Thin-very tall compact scattered spaces which are hereditarily separable

TL;DR

This paper enhances a combinatorial property to construct specific compact scattered spaces with hereditary separability properties, providing counterexamples in topology and Banach space theory.

Contribution

It introduces a strengthened property for functions used in forcing, enabling the construction of new thin-very tall compact scattered spaces with hereditary separability.

Findings

Constructed spaces where all finite powers are hereditarily separable.

Provided counterexamples for cardinal functions on compact spaces.

Showed the Banach space C(K) lacks certain smooth renormings and biorthogonal systems.

Abstract

We strengthen the property $\Delta$ of a function $f:[\omega_2]^2\rightarrow [\omega_2]^{\leq \omega}$ considered by Baumgartner and Shelah.

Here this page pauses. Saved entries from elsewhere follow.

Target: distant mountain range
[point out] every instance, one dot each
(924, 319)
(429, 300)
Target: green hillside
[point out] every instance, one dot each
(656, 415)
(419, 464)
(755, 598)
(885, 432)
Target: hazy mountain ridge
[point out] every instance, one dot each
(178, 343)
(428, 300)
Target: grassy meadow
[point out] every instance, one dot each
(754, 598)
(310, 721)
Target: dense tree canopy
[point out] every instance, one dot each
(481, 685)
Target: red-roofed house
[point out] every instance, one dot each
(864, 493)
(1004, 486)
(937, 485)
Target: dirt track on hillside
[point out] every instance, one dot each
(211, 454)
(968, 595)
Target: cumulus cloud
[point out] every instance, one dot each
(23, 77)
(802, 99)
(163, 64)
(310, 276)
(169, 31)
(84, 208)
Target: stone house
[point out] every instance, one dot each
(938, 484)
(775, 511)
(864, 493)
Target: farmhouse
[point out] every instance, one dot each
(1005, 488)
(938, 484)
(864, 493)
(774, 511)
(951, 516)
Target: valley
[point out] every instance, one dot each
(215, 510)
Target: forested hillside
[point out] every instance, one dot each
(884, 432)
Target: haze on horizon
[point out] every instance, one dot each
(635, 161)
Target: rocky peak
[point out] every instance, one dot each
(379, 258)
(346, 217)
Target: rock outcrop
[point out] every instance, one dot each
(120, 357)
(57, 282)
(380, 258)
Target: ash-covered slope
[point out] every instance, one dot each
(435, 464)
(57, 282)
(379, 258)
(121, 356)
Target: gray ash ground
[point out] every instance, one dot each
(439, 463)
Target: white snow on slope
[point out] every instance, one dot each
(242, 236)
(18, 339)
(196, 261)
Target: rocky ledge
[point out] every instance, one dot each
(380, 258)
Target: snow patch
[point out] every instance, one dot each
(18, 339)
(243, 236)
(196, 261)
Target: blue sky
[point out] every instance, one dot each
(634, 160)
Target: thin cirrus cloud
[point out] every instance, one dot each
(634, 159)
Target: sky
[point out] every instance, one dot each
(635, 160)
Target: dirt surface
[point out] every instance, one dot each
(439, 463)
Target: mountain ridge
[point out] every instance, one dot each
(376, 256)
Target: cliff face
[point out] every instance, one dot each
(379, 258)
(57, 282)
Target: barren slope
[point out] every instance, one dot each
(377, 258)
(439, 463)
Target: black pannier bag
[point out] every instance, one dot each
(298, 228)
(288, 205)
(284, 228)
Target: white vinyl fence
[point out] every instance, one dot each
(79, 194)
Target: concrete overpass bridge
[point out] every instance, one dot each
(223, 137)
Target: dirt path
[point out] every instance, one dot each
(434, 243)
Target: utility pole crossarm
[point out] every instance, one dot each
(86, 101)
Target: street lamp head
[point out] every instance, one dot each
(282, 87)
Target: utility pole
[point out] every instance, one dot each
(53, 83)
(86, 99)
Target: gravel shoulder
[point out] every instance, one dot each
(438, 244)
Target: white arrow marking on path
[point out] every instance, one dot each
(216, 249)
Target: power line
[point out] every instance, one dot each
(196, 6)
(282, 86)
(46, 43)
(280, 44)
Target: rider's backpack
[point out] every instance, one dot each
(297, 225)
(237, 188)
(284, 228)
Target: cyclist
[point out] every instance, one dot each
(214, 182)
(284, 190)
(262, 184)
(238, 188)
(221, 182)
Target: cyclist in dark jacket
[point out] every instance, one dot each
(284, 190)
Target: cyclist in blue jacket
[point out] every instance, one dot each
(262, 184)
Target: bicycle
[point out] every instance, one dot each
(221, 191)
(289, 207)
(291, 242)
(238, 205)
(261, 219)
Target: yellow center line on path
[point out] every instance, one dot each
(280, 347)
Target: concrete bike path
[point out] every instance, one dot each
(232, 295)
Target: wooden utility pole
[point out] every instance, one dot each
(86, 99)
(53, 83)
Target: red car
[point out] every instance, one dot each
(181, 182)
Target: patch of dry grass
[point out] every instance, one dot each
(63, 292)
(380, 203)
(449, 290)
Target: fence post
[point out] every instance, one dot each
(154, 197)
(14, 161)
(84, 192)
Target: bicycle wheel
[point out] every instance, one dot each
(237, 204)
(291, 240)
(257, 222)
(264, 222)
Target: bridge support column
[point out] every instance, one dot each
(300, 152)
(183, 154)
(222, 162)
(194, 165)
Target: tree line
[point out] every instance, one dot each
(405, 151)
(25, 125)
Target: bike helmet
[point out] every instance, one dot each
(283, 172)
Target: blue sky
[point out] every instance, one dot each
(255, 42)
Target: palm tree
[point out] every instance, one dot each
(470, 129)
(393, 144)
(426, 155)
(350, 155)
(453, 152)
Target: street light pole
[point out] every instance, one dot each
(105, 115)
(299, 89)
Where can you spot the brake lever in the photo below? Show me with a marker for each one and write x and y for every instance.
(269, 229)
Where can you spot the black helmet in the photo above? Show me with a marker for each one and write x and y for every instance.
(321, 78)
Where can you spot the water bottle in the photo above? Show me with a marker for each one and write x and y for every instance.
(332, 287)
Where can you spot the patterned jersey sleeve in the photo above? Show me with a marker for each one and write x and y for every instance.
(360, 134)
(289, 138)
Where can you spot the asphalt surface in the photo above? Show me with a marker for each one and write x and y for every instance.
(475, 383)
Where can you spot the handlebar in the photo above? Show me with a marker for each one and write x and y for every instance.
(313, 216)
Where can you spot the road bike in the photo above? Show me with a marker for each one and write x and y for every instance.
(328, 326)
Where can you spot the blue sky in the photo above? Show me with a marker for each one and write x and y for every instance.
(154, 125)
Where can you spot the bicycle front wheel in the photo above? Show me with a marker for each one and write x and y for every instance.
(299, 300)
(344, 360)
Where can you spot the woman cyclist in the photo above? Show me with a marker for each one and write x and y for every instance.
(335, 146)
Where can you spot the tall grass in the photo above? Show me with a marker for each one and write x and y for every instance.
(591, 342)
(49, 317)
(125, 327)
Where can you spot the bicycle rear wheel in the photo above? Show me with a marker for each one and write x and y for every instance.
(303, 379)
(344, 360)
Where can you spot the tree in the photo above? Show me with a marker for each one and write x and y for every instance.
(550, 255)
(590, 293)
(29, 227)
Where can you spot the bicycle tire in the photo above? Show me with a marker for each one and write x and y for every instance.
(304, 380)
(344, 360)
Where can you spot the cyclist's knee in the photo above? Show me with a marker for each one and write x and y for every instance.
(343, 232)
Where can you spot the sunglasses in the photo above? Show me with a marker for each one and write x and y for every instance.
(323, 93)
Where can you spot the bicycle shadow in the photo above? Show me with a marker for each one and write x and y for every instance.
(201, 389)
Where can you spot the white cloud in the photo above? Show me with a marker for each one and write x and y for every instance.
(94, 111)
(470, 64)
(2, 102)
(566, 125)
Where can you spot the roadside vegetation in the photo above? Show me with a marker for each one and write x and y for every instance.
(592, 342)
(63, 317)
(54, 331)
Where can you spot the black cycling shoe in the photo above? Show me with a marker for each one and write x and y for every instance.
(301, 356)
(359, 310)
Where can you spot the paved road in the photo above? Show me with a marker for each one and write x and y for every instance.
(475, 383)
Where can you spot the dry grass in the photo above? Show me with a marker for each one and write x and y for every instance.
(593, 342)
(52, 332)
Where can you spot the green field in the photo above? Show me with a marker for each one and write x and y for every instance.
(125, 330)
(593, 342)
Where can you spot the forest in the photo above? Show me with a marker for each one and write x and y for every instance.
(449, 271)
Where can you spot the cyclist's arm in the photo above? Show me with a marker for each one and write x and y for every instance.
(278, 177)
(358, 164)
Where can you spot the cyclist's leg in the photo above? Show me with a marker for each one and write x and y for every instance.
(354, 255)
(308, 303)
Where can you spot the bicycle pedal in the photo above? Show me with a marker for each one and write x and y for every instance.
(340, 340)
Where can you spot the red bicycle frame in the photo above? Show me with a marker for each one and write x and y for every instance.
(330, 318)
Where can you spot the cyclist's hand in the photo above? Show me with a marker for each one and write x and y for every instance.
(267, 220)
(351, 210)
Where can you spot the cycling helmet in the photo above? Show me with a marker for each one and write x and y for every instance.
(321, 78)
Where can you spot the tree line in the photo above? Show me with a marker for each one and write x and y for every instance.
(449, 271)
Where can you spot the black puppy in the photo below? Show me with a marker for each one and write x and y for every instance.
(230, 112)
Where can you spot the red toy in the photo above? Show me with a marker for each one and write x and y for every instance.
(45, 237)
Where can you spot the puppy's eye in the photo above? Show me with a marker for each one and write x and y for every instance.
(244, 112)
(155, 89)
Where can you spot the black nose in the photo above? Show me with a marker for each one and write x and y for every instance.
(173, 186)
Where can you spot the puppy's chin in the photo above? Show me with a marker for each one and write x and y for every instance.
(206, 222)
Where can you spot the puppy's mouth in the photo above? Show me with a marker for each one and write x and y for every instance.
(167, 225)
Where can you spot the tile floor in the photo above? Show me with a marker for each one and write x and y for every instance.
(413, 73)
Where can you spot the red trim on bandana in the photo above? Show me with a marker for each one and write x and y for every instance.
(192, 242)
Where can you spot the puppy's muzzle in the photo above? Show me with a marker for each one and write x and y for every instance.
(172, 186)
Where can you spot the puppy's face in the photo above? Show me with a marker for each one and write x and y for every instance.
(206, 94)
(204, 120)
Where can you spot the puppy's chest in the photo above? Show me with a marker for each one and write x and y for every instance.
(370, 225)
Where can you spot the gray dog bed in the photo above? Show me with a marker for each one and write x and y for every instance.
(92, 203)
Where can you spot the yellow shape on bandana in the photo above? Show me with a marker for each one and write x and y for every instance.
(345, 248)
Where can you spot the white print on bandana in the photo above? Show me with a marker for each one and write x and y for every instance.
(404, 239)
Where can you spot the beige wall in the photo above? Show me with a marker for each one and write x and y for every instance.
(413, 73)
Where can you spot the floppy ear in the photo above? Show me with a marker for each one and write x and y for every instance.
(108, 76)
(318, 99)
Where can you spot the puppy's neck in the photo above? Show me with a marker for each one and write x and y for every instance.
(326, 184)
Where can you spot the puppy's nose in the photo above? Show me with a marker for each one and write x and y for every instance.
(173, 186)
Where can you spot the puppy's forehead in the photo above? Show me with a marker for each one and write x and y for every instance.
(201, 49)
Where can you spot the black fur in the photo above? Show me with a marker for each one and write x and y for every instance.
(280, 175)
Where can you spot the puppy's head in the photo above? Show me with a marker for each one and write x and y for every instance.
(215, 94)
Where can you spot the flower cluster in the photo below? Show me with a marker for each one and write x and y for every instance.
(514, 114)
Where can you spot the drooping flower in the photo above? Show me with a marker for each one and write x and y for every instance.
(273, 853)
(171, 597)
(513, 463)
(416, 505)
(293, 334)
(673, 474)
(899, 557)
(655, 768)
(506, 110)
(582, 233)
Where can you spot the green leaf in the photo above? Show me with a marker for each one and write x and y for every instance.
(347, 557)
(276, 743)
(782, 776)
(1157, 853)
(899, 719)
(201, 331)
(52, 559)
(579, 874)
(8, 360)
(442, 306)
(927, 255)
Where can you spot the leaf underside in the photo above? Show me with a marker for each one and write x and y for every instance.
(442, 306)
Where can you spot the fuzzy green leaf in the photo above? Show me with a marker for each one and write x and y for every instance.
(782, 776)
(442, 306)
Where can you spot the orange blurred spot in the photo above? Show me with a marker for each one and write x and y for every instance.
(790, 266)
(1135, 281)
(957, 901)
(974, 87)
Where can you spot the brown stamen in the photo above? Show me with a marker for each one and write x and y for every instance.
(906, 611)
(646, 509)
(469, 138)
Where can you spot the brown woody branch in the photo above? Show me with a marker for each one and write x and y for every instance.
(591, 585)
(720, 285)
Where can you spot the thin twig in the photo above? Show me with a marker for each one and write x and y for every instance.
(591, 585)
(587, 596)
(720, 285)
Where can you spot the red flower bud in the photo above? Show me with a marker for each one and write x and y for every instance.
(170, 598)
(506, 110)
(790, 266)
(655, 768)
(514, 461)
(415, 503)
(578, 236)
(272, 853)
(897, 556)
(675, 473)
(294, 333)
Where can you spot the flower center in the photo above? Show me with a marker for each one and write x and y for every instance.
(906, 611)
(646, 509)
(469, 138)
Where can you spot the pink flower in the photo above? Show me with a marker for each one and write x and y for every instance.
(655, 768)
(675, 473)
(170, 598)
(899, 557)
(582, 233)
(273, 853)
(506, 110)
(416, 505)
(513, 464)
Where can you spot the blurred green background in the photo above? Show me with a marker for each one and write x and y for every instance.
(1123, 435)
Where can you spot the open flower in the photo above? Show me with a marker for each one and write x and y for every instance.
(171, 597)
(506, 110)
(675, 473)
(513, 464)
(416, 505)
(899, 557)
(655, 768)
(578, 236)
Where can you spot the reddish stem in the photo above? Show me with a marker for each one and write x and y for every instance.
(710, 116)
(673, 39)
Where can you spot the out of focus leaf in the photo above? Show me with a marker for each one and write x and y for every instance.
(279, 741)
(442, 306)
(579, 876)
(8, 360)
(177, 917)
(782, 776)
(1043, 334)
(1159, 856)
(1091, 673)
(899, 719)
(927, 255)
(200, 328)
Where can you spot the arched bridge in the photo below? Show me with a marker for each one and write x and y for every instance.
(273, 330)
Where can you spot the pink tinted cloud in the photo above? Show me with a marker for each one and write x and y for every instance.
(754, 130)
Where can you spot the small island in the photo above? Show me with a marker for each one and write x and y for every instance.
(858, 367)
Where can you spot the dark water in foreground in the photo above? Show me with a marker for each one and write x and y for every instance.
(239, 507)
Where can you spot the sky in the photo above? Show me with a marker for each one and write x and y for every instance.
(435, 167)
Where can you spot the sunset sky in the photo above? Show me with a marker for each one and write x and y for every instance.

This allows us to consider new types of amalgamations in the forcing used by Rabus, Juh\'asz and Soukup to construct thin-very tall compact scattered spaces. We consistently obtain spaces $K$ as above where $K^n$ is hereditarily separable for each $n\in\N$. This serves as a counterexample concerning cardinal functions on compact spaces as well as having some applications in Banach spaces: the Banach space $C(K)$ is an Asplund space of density $\aleph_2$ which has no Fr\'echet smooth renorming, nor an uncountable biorthogonal system.